In litigated custody battles, clients frequently ask if their child can testify before the judge. However tempting this is, there are many factors to consider before placing your child into the front lines of a bitter divorce battle.
In Hong Kong, family court judges are cautious and historically, children’s views are only accepted through a social welfare report and/or any expert evidence such as a child psychologist. However, similar to what is being seen in the USA, Hong Kong courts are now recognizing the importance of a child’s view and it is being promoted.
In Hong Kong, as part of its obligations under Article 13 of the United Nations Convention on Rights of the Child, the court will acknowledge that where a child’s interests are affected, a child’s viewpoint can be taken into consideration if that child is capable of forming his/her own views whether it be in person or through a representative. In practice, a child’s viewpoint is taken in the form of the following:
- Judicial Interview: Under his/her own discretion, the judge may grant an interview and the mechanism for conducting an interview of a child. This interview is not for the purpose of gathering evidence (which is the responsibility of the social welfare report) but rather it is to enable a judge to listen to the views of a child.
- Appointment of Legal Representative for the child: This is similar to what has been seen in California cases where a minor’s counsel is appointed under California Family Code section 3151 which allows the appointment of an attorney to look after a child’s best interests. Here in Hong Kong, the appointment of a legal representative for a child is pursuant to Rule 72 and 108 of the Matrimonial Causes Rules and the purpose is to reflect a child’s interests and not necessarily a child’s wishes. A legal representative for a child is not an automatic right and an unlikely appointment if a child’s view is adequately reflected and evidenced in a report before the court.

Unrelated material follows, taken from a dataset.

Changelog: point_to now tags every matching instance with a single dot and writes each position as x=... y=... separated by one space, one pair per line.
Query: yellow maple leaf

Whether a judge will allow your child’s views to be heard or not is dependent on a number of factors including: whether a child is suffering from harm due to access disputes; cases which are exceptionally difficult and involve foreign elements such as immigration or removal; an older child is opposing a proposed course of action; where there may be parental alienation from one or both of the parents; cultural and/or religious differences affecting a child; complex medical/mental health issues that need to be determined; serious allegations of physical, and mental or sexual abuse or in circumstances where neither parent seem to be suitable guardians.
Before a consideration is made with respect to allowing your child to testify or express his/her views to a court, you may want to ponder upon the following:
- Is Your Child’s Testimony Necessary? Ask yourself tough questions including why you want your child to testify. What is the real reason? Can your child truly assist the judge to understand the circumstances in your home and how the custody arrangement is affecting your child? Generally speaking, there should be a strong reason behind having your child testify against the other parent rather than simply you wanting more custody time and/or harboring resentment/revenge against your ex-spouse.
- What Are The Long-Term Effects On Your Child? Consider the long-term effects testifying will have on your child. A divorce is already a traumatizing experience for most children. It is even worse if the parents are engaged in a bitter and litigated custody battle. Consider factors such as whether it will be difficult for your child to testify because it will make him/her feel guilty for picking sides. You need to consider the psychological effects this will have on your child and how it will affect his/her relationship with your ex-spouse.
Remember that it is in your child’s best interests to have a healthy and communicative relationship with your ex-spouse, who is, after all, your child’s other parent. Allowing your child to testify will undoubtedly affect the relationship dynamic between you and your ex-spouse and your child. Also, try and determine why your child is expressing an interest in testifying.
In making any decision relating to your child, be sure to focus on what is in your child’s best interests and the right decision will follow.